Clinical implementation: Building a machine learning model for COVID-19 would require early-stage clinical, radiological, and laboratory data from a large cohort (Figure 1). The training dataset must also include information about the patient outcomes you are looking to predict, which forms the primary basis of machine learning training. While developing the model, a fraction of patients should be kept out during the training process, to serve as a testing cohort and help validate the accuracy of the model. Once the accuracy of the model significantly improves as compared to no-information-rate, the model could be deployed to new patients. This model would primarily be able to predict a risk score based on new input data from a patient, which would then help clinicians guide treatment based on risk of particular outcomes and plan for future treatment needs.

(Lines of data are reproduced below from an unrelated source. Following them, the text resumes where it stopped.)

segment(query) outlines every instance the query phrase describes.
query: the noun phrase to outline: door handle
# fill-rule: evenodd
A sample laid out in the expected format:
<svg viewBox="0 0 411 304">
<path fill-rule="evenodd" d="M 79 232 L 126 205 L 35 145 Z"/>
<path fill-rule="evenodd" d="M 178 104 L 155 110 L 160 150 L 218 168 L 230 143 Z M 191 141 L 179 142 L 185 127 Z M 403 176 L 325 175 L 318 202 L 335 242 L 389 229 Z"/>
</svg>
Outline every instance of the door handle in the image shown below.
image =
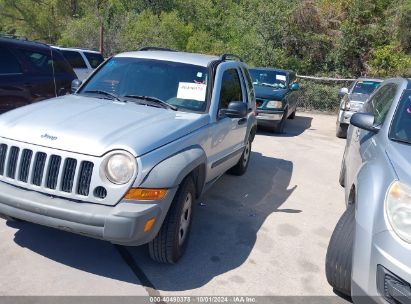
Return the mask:
<svg viewBox="0 0 411 304">
<path fill-rule="evenodd" d="M 239 121 L 238 121 L 238 124 L 239 125 L 243 125 L 243 124 L 245 124 L 247 122 L 247 118 L 241 118 Z"/>
</svg>

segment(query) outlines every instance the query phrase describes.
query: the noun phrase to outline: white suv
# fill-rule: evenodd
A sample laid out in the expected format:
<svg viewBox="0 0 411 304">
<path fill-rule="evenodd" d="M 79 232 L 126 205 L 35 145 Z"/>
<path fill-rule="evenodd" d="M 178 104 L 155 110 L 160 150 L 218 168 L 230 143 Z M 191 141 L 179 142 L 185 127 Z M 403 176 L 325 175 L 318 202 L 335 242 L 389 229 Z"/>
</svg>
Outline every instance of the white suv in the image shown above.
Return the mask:
<svg viewBox="0 0 411 304">
<path fill-rule="evenodd" d="M 73 67 L 77 78 L 83 81 L 88 77 L 88 75 L 94 71 L 103 61 L 104 57 L 96 51 L 86 50 L 86 49 L 75 49 L 75 48 L 63 48 L 58 46 L 53 46 L 54 48 L 60 50 L 63 56 Z"/>
</svg>

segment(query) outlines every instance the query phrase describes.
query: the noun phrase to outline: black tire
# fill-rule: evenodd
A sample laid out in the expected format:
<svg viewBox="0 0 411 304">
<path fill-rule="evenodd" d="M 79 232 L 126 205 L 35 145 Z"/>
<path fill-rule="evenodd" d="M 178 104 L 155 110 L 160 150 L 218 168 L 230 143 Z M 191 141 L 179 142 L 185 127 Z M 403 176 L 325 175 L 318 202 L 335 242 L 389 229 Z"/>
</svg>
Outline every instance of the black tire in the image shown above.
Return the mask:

Machine learning approach was implemented on COVID-19 patient data in China6,7. The aim was to predict the severity of disease based on initial presentation data. One of the model was accurately able to predict disease outcome in 90% of the cases7. In this model, the most important features used for prediction were lactic dehydrogenase (LDH), lymphocyte and high-sensitivity C-reactive protein (hs-CRP). Similar implementations of the machine learning approach in larger cohorts from other countries, can provide more specific models to understand local factors as predictors of disease.

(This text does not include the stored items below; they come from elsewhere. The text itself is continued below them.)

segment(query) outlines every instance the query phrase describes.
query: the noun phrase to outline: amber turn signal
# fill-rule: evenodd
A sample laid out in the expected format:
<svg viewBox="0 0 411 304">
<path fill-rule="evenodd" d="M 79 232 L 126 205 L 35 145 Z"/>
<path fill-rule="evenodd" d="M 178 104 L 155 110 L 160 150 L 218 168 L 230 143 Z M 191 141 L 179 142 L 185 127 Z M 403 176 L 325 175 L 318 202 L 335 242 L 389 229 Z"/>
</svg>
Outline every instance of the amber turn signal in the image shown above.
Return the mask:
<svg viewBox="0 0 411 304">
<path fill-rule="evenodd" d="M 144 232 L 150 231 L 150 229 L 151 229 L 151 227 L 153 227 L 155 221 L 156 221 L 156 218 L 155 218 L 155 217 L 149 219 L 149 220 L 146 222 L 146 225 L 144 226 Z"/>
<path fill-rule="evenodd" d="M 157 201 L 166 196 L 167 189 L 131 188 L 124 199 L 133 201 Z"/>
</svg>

Advantages and challenges: Machine learning models benefit out from larger sample sizes, which in most cases, improve the accuracy of models8. For evolving outbreaks, such as COVID-19, as the number of patients increases and more data becomes available for training, the model would likely evolve and become more accurate in predicting disease severity from initial presentation data. Current scoring systems lack this sort of evolving scoring criteria which make them less accurate particularly in novel disease entities were limited data exists.
An added advantage of deploying such a model would be improving patient care by aiding clinicians obtaining data that is most relevant for understanding risk of disease progression. This process can be performed in real-time when an integrated electronic health record can alert the clinican about key data in regards to demographics, clinical characteristics, or laboratory data that would be helpful in predicting patient outcomes.
A key challenge is providing high-quality data for training the predictive model. Variable data or noise could hamper the performance of such a model. It is important to be cautious of the model overfitting the data which can be compensated by increase the number of patients used in training the model. As the COVID-19 outbreak expands, the accuracy of the model should improve. It is important for clinician to remember that machine learning provides you with a prediction. Blind reliance on predictive models leads to automation bias and should be monitored for with implementation of a predictive models.
Conclusion: The overall goal of this approach would be to provide an early clue to future predictions concerning COVID-19. However, such a system in place could act as a model for such future outbreaks as well.